The N.Y. Times apparently got the same phone call, checked it out, and is running with a story tonight about government and industry and antibiotic residues in culled dairy cattle.
It’s not clear who’s an advocate for what in these kinds of stories. Excerpts below.
Each year, U.S. inspectors find illegal levels of antibiotics in hundreds of older dairy cows bound for the slaughterhouse. Concerned that those antibiotics might also be contaminating the milk Americans drink, the Food and Drug Administration intended to begin tests this month on the milk from farms that had repeatedly sold cows tainted by drug residue.
But the testing plan met with fierce protest from the dairy industry, which said that it could force farmers to needlessly dump millions of gallons of milk while they waited for test results.
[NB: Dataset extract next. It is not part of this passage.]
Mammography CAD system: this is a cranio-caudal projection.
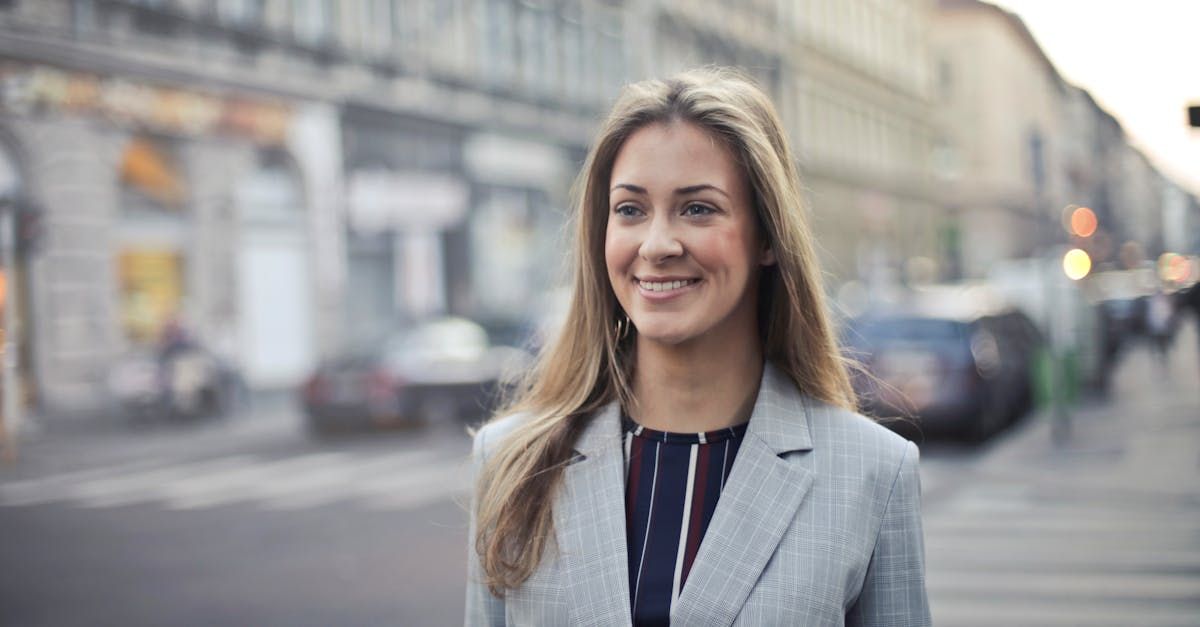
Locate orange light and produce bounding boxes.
[1070,207,1097,238]
[1158,252,1192,283]
[1062,249,1092,281]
Industry officials and state regulators said the testing program was poorly conceived and could lead to costly recalls that could be avoided with a better plan for testing.
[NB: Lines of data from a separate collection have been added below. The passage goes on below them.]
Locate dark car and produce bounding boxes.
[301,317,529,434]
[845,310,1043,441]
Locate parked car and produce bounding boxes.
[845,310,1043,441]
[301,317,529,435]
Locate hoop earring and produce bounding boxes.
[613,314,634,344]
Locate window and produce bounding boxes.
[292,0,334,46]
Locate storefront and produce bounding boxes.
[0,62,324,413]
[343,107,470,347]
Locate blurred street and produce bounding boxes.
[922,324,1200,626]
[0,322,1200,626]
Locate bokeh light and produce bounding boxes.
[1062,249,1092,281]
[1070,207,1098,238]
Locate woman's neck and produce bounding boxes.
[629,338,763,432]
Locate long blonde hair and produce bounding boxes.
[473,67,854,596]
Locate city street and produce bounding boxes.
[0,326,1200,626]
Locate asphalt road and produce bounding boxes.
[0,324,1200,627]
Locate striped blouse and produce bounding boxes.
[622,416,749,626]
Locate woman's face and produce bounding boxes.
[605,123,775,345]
In response, the F.D.A. postponed the testing, and now the two sides are sparring over how much danger the antibiotics pose and the best way to ensure that the drugs do not end up in the milk supply.
“What has been served up, up to this point, by Food and Drug has been potentially very damaging to innocent dairy farmers,” said John J. Wilson, a senior vice president for Dairy Farmers of America, the nation’s largest dairy cooperative. He said that that the nation’s milk was safe and that there was little reason to think that the slaughterhouse findings would be replicated in tests of the milk supply.”
But food safety advocates said that the F.D.A.’s preliminary findings raised issues about the possible overuse of antibiotics in livestock, which many fear could undermine the effectiveness of drugs to combat human illnesses.”
The F.D.A. said that it would confer with the industry before deciding how to proceed. “The agency remains committed to gathering the information necessary to address its concern with respect to this important potential public health issue,” it said in a statement.
The concerns of federal regulators stem from tests done by the Department of Agriculture on dairy cows sent to be slaughtered at meat plants. For years, those tests have found a small but persistent number of animals with drug residues, mostly antibiotics, that violate legal limits.
The tests found 788 dairy cows with residue violations in 2008, the most recent year for which data was available. That was a tiny fraction of the 2.6 million dairy cows slaughtered that year, but regulators say the violations are warning signs because the problem persists from year to year and some of the drugs detected are not approved for use in dairy cows.
“F.D.A. is concerned that the same poor management practices which led to the meat residues may also result in drug residues in milk,” the agency said in a document explaining its plan to the industry. In the same document, the F.D.A. said it believed that the nation’s milk supply was safe.
Today, every truckload of milk is tested for four to six antibiotics that are commonly used on dairy farms. The list includes drugs like penicillin and ampicillin, which are also prescribed for people. Each year, only a small number of truckloads are found to be “hot milk,” containing trace amounts of antibiotics. In those cases, the milk is destroyed.
But dairy farmers use many more drugs that are not regularly tested for in milk. Regulators are concerned because some of those other drugs have been showing up in the slaughterhouse testing.
Federal officials have discussed expanded testing for years. But industry executives said that it was not until last month that the F.D.A. told them it was finally going to begin.
The agency said that it planned to test milk from about 900 dairy farms that had repeatedly been caught sending cows to slaughter with illegal levels of drugs in their systems.
It said it would test for about two dozen antibiotics beyond the six that are typically tested for. The testing would also look for a painkiller and anti-inflammatory drug popular on dairy farms, called flunixin, which often shows up in the slaughterhouse testing.
The problem, from the industry’s point of view, is the lengthy time it takes for test results.